Aucune couche unique n'est censée adresser toutes les menaces. L'objectif de conception est que contourner une couche laisse tout de même d'autres contrôles en place.

Ce que STOA n'Adresse Pas

Limitations honnêtes du périmètre :

  • Sécurité du service backend : STOA sécurise la couche gateway API. Les services backend doivent implémenter leur propre validation des entrées et authentification. STOA émet des requêtes au nom des agents authentifiés, mais ne désinfecte pas le code des services backend.
  • Menaces au niveau modèle : les entrées adversariales conçues pour manipuler le comportement du modèle (par opposition à l'injection au niveau API) sont hors périmètre. Les fournisseurs de modèles sont responsables de la sécurité au niveau modèle.
  • Menaces internes au niveau infrastructure : une instance Keycloak ou une base de données compromise peut compromettre l'intégrité d'OAuth et du journal d'audit.
  • Certification de conformité : STOA supporte les contrôles pertinents pour la conformité (journalisation d'audit, contrôle d'accès, protection des données), mais ne détient pas lui-même de certifications ISO 27001, SOC 2 ou RGPD. Les organisations implémentant des cadres de conformité devraient évaluer les contrôles de STOA par rapport à leurs exigences spécifiques.

Checklist de Sécurité pour les Déploiements

Pour les déploiements en production :

  • Activer mTLS sur toutes les connexions agent-vers-gateway
  • Configurer un TTL court pour les tokens (15 minutes pour l'accès, 8 heures pour le renouvellement)
  • Définir des politiques OPA pour chaque tier de consommateur
  • Activer les guardrails pour la détection PII et injection de prompt
  • Configurer l'envoi du journal d'audit Kafka vers votre SIEM
  • Configurer des alertes sur les déclenchements de guardrails
  • Faire pivoter les certificats selon un calendrier (90 jours ou moins)
  • Réviser les logs de refus des politiques OPA chaque semaine

Foire aux Questions

STOA prévient-il toutes les violations de sécurité API ?

Non. STOA aide à adresser un ensemble spécifique de menaces au niveau de la couche gateway API. La sécurité est une propriété système, pas une fonctionnalité de produit. L'approche de défense en profondeur de STOA réduit la probabilité et l'impact des patterns d'attaque courants, mais des attaquants déterminés avec un accès à l'infrastructure peuvent contourner n'importe quel gateway. Les organisations devraient implémenter STOA dans le cadre d'une posture de sécurité plus large qui inclut la sécurité des services backend, la segmentation réseau et la surveillance.
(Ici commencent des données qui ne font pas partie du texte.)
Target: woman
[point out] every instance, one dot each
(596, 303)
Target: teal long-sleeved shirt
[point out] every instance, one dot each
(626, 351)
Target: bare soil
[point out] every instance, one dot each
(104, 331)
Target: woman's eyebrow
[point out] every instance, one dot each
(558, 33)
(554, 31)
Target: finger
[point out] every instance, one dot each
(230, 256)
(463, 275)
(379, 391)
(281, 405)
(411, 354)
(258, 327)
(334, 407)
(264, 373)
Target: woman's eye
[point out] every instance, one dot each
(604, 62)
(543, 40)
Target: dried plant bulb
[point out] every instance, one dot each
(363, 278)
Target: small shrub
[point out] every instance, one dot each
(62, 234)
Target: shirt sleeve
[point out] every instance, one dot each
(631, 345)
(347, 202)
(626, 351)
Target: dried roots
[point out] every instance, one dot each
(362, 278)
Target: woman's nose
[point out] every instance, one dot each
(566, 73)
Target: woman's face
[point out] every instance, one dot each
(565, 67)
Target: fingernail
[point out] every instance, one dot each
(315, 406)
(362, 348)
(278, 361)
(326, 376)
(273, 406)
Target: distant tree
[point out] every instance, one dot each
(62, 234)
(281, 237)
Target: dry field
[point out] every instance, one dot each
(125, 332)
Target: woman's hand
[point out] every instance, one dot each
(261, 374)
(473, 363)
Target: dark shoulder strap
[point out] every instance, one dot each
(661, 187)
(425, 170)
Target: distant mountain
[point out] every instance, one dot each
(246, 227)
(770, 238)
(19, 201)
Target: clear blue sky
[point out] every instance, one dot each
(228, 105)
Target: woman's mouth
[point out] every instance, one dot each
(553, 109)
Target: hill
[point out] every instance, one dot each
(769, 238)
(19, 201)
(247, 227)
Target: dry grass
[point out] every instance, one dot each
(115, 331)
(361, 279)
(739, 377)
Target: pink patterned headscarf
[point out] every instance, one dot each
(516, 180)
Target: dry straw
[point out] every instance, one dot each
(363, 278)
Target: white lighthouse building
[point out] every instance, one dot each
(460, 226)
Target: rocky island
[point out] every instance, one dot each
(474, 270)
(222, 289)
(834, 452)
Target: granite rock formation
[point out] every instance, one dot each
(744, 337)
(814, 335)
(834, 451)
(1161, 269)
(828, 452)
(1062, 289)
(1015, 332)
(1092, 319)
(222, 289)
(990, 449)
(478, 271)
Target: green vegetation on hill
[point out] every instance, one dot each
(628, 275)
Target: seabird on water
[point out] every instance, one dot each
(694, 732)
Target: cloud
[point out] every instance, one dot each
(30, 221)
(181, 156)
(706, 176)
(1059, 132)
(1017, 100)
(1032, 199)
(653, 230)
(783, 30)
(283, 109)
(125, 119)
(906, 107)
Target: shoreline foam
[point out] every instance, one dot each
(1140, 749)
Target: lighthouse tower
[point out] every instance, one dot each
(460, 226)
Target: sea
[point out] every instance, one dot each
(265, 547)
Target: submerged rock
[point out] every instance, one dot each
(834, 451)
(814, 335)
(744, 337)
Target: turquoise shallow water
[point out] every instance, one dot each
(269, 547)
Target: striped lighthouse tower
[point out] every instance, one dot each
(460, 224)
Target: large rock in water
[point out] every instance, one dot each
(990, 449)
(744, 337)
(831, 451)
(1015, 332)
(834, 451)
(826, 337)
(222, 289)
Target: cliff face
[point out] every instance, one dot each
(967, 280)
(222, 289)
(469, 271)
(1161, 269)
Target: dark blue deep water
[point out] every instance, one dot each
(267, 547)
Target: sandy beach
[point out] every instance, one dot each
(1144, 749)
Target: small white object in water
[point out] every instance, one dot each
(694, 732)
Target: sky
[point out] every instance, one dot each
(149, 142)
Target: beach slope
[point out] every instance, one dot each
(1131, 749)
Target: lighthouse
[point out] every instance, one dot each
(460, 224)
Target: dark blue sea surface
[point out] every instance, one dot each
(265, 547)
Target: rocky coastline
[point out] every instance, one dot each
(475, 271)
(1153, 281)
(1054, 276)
Quel est l'impact d'OPA sur la latence ?

Les politiques OPA évaluées en processus (mode embarqué) ajoutent typiquement 1 à 5ms par requête. Le temps d'évaluation de politique dépend de la complexité des politiques. Les politiques simples d'autorisation/refus basées sur les claims JWT sont à l'extrémité basse. Les politiques complexes avec des recherches de données externes (non recommandées pour les chemins critiques) peuvent prendre plus de temps. Les benchmarks STOA montrent une évaluation P99 des politiques sous 8ms pour les politiques typiques de production.

Puis-je personnaliser les règles de guardrails ?

Oui. Les patterns de guardrails sont configurables via la Console STOA ou l'API. Vous pouvez ajouter des patterns regex personnalisés, configurer les catégories PII à détecter, et définir des limites de taille de réponse par tier de consommateur. Les patterns par défaut couvrent les patterns OWASP courants.

Le journal d'audit est-il conforme au RGPD ?

Le journal d'audit de STOA hache les paramètres de requête par défaut, évitant le stockage de données personnelles. Les corps de réponse ne sont pas stockés — uniquement les métadonnées (code de statut, durée, déclenchements de guardrails). Les organisations avec des exigences de rétention RGPD spécifiques devraient configurer des politiques de rétention des logs dans leur SIEM et s'assurer que l'accès au journal d'audit est restreint au personnel autorisé.